BishopAccountability.org
 
  Our Decent Society Was in Denial about Sex Abuse

By Mary Kenny
Irish Indpendent
May 25, 2009

http://www.independent.ie/opinion/analysis/our-decent-society-was-in-denial-about-sex-abuse-1749697.html

It's a question that many people of my generation are asking: how could the Ireland that we grew up in, during the 1950s and 1960s, have been the same Ireland that is recalled in the tragic and disturbing Ryan Report on child abuse?

The Ireland that we remember was, yes, authoritarian, old-fashioned and repressed. But if we remember our parents, families, neighbours and communities, it was also a reasonably kind and decent society. No beggar was turned away from the door unaided; our local doctor treated the poor for nothing; and you could leave your car outside the house, with the key in the ignition, and no one would steal it.

We now know there was a dark side, which, in part, our parents and families knew about and accepted. But if we are to have any understanding of this dark past, we must separate sexual abuse from what we now call "physical" abuse — that is, brutal beatings and physical punishment of children.

It's hard to reconcile the horrors faced by many children in industrial schools with the kind, decent society people of an older age recall the 1950s and 1960s to have been

Some reports have lumped all "abuse" together: but doing so makes it much more bewildering. Unless sexual and physical abuse are separated as categories, this dark past can never be analysed — and thus corrected.
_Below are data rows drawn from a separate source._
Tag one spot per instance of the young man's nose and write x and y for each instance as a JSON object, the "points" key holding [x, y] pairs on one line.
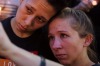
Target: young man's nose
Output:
{"points": [[29, 20], [56, 44]]}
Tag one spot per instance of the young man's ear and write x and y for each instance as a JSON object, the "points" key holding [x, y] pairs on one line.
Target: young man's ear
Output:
{"points": [[88, 40]]}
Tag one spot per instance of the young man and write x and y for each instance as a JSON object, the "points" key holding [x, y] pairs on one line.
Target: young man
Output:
{"points": [[24, 29]]}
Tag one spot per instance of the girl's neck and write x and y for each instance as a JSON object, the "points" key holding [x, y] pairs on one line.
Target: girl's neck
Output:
{"points": [[82, 60]]}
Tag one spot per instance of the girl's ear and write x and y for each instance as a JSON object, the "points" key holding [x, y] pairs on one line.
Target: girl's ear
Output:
{"points": [[88, 40]]}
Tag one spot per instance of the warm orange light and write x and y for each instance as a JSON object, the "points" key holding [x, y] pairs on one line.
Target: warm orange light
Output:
{"points": [[94, 2]]}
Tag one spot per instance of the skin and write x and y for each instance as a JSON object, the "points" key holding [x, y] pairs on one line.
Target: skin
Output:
{"points": [[31, 15], [66, 44]]}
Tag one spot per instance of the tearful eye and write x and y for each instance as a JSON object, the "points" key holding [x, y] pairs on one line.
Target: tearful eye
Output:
{"points": [[40, 20], [51, 37]]}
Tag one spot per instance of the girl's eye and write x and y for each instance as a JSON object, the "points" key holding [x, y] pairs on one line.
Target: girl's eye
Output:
{"points": [[64, 36]]}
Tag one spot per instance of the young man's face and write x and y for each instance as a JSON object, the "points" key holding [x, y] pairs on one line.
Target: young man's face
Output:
{"points": [[33, 14]]}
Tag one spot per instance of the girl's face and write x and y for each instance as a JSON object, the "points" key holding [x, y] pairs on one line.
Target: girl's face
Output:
{"points": [[33, 14], [65, 42]]}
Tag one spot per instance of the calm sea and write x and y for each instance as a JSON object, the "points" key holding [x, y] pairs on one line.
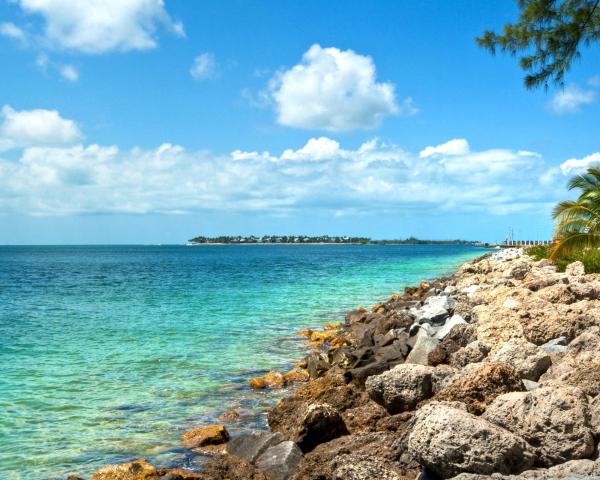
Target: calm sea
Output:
{"points": [[111, 352]]}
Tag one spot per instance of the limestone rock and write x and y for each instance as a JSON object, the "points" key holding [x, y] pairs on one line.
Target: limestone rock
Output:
{"points": [[402, 387], [554, 420], [479, 388], [137, 470], [251, 446], [450, 441], [280, 461], [200, 437], [529, 360]]}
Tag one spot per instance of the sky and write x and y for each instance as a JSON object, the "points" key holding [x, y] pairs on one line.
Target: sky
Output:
{"points": [[143, 121]]}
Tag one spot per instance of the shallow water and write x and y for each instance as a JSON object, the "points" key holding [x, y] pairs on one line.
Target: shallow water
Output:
{"points": [[110, 352]]}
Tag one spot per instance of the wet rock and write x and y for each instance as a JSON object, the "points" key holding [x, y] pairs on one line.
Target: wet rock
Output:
{"points": [[200, 437], [479, 388], [250, 447], [232, 467], [362, 467], [280, 461], [553, 420], [402, 387], [137, 470], [310, 424], [423, 347], [529, 360], [450, 441]]}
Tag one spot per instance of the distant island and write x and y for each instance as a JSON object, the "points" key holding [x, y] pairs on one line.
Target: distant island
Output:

The physical chastisement of children and young people was a wholly normal practice in the 1950s. Our mothers, fathers, uncles and aunts not only accepted it, but advocated it. My own mother, an easy-going liberal in most matters, said about child-raising: "If you don't beat your children, they'll beat you." She thought that a parent who failed to administer chastisement would produce a brattish child, who would eventually ruin himself and everyone else.

I had a very gentle maiden aunt who was a primary school teacher, and the only advice she ever gave me was: "Never show the world you are soft, Mary. Because if you are seen as 'soft', people will walk all over you." She was, God help her, 'soft', and the kids — in Coventry, England — gave her hell.
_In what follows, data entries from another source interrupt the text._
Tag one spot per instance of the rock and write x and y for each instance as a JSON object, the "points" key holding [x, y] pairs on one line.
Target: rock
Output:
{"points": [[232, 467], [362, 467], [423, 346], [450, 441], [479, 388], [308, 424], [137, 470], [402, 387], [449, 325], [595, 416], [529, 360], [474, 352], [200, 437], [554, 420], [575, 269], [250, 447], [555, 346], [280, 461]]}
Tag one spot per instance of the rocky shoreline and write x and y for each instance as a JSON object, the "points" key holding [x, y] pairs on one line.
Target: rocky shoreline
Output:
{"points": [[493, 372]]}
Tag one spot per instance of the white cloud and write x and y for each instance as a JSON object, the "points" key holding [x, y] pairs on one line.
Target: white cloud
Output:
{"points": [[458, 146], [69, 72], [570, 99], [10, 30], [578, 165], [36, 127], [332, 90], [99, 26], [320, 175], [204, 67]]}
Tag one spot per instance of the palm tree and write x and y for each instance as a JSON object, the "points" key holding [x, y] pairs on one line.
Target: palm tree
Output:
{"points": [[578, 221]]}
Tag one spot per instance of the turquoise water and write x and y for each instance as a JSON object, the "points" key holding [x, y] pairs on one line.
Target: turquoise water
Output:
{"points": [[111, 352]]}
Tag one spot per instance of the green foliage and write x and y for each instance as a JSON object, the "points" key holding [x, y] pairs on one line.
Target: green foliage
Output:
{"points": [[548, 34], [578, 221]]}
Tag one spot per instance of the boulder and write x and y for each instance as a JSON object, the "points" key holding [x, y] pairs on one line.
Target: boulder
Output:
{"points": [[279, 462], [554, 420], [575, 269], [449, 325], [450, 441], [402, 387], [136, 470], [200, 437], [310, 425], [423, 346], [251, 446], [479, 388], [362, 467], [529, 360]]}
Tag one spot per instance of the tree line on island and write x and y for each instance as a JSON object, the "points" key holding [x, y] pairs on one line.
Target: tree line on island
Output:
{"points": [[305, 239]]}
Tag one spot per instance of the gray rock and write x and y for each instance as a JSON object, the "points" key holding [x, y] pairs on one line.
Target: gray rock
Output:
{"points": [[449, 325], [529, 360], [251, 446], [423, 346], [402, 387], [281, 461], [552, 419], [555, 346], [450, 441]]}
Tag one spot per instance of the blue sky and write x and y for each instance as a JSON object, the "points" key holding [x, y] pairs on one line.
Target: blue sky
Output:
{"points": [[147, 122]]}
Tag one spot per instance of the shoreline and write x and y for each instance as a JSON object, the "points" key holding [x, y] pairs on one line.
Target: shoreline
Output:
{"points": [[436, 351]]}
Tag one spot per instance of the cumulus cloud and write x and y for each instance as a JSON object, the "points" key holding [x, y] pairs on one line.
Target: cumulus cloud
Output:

I grew up in Sandymount with another aunt, Dorothy. Dorothy came from a Tipperary Protestant background, and was kind and charitable. She was devoted to animals and would stop on the road to scold a Traveller for beating a donkey or a dog. Yet she believed, firmly, in beating children and young people, particularly if they showed an inclination to be troublesome. A young bicycle thief, Aunty Dorothy would say, should be beaten, so as to "nip in the bud" the tendency to larceny. Send him off to Artane, that'll larn him!

She often expressed admiration for the Isle of Man custom of birching young offenders (only dropped in the 1980s). Very occasionally, she would read of some particularly thuggish act carried out by a "juvenile delinquent" (as they were known then), and exclaim, "they should be given the cat o' nine tails!" This was a medieval punishment weapon with nine straps of the lash.

Now we know that many of the children committed to Irish institutions were innocent of delinquency, were merely poor, or without families, or had committed some minor misdemeanour. But the principle of what we now call "physical abuse" was not disapproved of, and it is anachronistic to imagine that it was.

It pertained in almost all other societies too. My husband told me he never dared mitch from his posh English public school because the automatic penalty for any act of truancy was six strokes of the cane. In almost every English public school there was some master whose sadistic or perverted nature caused him to administer beatings to a brutal degree. There were hardly any cases of parents complaining.

Sexual abuse, however, certainly would not have been endorsed in any way. Indeed, it would have been regarded with such horror that many Irish people refused to believe that the clergy would do such a thing, when reports first started to leak out.

If physical abuse was carried out with the "permission" of society, sex abuse was an absolute taboo, and in quite a different category. If Irish society in general is blamed for "allowing" this, they certainly did not intend to "allow" it.

What did occur was a massive social — and almost patriotic — denial. For example, over many decades, endless articles appeared in the Irish newspapers denying the reports that Roger Casement was a homosexual with an orientation towards boys of 12 and 13. Such a dreadful idea could only be dreamed up by English infamy! No decent Irishman — let alone a patriotic one — could do such a thing.

To this day, there are persistent deniers of the Roger Casement curriculum. Although virtually all experts now agree that the "black" diaries are authentic, and that Casement's sexuality was fixated on young males, there are still some who say it is all a British plot.

Paradoxically, the Roger Casement story shows that a good man can also be a paedophile: and that breaks a different kind of denial in our modern world.

If we understand the past, can we prevent such cruelties from ever happening again? Correctives, checks and balances there must be: and due process, too, where there is specific evidence. But sometimes the correctives themselves also have a tragic outcome: in the London case of 'Baby P', social workers decided not to take the infant into public care so as to keep the family together. But Baby Peter died, of a broken back and 50 other injuries, inflicted by his mother and her boyfriend (who is also charged with raping a two-year-old).

One thing our elders would have agreed upon: you never get rid of the human stain of wickedness.